Foxp3-Mediated Immunity of Human Pancreatic Cancer Cell Line PANC-1

Problem statement: More and more evidences have shown that human cancer cells can express Foxp3, the regulatory T cell-associated transcription factor. The role of Foxp3 in human cancer cells is still unclear. We detected Foxp3 expression in human pancreatic cancer cell line PANC-1. SiRNA assays showed that Foxp3 expression suppressed the expression of TGF-β and IL-10 which could induce immune tolerance. Approach: Thus, we proposed that Foxp3 expression in PANC-1 cells controlled the response but not tolerance characteristics of the cells.
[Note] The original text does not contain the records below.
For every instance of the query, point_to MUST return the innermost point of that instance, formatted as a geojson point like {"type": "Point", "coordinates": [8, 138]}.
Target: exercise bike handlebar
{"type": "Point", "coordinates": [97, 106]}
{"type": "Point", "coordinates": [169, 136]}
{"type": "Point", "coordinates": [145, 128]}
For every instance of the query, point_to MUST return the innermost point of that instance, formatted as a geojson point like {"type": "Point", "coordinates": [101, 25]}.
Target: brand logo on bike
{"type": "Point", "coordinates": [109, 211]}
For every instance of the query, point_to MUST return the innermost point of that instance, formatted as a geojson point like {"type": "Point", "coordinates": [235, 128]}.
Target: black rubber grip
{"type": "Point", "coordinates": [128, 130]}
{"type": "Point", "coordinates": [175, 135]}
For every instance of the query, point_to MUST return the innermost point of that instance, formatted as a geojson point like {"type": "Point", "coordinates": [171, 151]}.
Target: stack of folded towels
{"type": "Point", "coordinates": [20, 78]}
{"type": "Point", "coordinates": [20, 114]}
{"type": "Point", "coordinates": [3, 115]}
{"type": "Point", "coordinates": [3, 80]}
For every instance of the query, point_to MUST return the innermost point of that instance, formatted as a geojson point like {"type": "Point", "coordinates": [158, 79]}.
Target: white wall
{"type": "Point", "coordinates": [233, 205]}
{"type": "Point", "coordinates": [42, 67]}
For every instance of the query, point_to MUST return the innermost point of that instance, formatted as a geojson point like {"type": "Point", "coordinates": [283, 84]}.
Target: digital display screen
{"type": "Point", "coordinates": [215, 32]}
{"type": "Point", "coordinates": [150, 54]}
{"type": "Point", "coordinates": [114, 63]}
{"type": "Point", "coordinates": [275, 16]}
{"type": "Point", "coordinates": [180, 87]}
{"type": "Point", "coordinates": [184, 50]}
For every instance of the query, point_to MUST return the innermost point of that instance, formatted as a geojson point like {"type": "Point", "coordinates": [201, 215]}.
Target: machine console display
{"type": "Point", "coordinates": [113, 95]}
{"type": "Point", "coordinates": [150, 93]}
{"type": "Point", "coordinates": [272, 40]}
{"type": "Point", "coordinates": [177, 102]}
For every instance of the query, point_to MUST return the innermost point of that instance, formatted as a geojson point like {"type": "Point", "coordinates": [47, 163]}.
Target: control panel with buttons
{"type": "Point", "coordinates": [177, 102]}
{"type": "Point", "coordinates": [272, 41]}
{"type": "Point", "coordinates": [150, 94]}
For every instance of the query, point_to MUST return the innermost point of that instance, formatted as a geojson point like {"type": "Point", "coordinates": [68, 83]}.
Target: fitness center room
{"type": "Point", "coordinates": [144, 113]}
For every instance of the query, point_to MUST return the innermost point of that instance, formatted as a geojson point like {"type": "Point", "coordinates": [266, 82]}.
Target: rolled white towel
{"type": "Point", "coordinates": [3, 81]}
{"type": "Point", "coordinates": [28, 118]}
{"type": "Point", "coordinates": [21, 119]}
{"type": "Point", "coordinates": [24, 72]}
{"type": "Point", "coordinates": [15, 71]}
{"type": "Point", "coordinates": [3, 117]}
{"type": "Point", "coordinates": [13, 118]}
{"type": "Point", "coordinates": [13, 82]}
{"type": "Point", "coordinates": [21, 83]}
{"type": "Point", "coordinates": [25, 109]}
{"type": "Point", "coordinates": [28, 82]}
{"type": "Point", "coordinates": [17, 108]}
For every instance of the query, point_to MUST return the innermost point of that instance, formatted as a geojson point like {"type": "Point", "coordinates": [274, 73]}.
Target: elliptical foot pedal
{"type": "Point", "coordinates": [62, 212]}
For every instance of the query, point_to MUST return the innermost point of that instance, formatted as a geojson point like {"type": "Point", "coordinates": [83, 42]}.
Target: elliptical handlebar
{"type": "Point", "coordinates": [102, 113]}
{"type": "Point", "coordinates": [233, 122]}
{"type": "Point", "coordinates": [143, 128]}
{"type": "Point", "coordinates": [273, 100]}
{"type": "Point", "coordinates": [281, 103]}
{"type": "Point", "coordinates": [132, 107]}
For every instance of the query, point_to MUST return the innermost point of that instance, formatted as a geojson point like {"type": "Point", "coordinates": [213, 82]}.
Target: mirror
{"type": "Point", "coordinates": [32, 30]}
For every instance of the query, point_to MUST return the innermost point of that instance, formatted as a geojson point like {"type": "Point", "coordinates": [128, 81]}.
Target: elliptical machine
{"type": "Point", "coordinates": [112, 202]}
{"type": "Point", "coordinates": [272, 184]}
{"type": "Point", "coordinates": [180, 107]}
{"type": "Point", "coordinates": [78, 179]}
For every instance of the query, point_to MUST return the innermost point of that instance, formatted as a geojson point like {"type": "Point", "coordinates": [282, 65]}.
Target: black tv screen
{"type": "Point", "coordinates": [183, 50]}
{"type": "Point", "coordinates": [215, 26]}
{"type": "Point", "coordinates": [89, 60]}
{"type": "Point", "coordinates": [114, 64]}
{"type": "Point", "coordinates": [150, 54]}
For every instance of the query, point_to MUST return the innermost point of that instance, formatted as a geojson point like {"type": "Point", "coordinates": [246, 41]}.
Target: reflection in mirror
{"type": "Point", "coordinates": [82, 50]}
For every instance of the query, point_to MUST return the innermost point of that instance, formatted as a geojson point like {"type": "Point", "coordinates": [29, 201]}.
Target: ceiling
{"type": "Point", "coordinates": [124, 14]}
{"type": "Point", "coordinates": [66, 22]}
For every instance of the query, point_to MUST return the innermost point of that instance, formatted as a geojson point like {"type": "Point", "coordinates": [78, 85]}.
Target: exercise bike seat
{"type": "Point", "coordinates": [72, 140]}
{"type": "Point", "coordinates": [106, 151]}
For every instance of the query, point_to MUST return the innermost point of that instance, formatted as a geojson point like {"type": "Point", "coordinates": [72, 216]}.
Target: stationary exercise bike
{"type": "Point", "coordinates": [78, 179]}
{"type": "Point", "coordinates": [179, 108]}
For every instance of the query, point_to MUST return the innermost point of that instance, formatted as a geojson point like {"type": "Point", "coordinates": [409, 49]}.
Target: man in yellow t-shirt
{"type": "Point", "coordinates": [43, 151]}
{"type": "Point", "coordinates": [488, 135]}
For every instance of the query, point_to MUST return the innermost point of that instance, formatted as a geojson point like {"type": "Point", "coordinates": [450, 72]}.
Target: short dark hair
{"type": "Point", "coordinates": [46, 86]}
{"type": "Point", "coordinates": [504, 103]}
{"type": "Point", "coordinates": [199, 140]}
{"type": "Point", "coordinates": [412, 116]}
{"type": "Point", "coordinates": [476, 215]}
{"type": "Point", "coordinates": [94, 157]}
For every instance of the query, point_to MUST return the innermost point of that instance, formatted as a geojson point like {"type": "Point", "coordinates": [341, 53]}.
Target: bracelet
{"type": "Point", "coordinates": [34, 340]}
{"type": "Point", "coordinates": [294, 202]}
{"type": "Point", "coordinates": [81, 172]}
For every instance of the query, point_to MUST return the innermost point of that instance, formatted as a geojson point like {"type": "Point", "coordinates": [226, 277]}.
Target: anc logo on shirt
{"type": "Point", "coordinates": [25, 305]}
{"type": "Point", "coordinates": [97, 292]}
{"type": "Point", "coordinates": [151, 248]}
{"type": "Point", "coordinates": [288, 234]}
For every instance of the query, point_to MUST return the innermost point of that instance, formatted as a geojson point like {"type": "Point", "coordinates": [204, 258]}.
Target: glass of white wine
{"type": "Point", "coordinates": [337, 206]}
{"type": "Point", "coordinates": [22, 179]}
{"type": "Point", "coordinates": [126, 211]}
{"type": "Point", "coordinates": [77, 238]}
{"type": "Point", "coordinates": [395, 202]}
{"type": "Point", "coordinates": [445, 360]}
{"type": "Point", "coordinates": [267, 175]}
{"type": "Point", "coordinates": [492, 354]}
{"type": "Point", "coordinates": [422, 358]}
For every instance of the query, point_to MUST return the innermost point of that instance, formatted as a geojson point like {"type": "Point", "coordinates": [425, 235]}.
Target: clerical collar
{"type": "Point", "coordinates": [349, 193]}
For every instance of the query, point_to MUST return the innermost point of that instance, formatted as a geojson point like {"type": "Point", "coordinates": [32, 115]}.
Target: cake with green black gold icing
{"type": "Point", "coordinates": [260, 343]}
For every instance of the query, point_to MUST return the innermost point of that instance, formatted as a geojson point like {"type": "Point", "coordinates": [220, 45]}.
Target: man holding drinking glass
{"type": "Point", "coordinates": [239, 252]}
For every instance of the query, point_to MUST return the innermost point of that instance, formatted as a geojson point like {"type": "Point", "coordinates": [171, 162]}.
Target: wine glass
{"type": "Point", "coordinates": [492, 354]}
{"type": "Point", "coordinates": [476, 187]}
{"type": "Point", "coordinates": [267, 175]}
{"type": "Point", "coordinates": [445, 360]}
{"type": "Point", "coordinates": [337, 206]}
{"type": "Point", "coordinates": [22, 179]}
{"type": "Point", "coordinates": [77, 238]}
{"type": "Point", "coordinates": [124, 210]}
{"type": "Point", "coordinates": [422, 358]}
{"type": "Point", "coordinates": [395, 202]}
To prove the proposal, we first developed the PANC-1 cell-induced the immune response model. PANC-1 cells induced response in autoimmune Non-Obese Diabetes (NOD) mice aged of >12 weeks. In vitro cell co-cultured assay demonstrated that PANC-1 induced response in splenocytes from NOD mice aged of >12 weeks. Results: In the same time, we found that inflammatory cytokine such as INF-γ, IL-2 and IL-17 increased and anti-inflammatory cytokine such as IL-4, IL-10 and TGF-β decreased in the co-cultured supernatant. These results demonstrate that PANC-1 cells induced response in splenocytes from NOD mice aged of >12 weeks. SiRNA assays showed that Foxp3 in PANC-1 cells controlled the response in the co-cultured cells. Conclusion: The results suggested that Foxp3 control the immunological response characteristics of PANC-1 cells in autoimmune condition.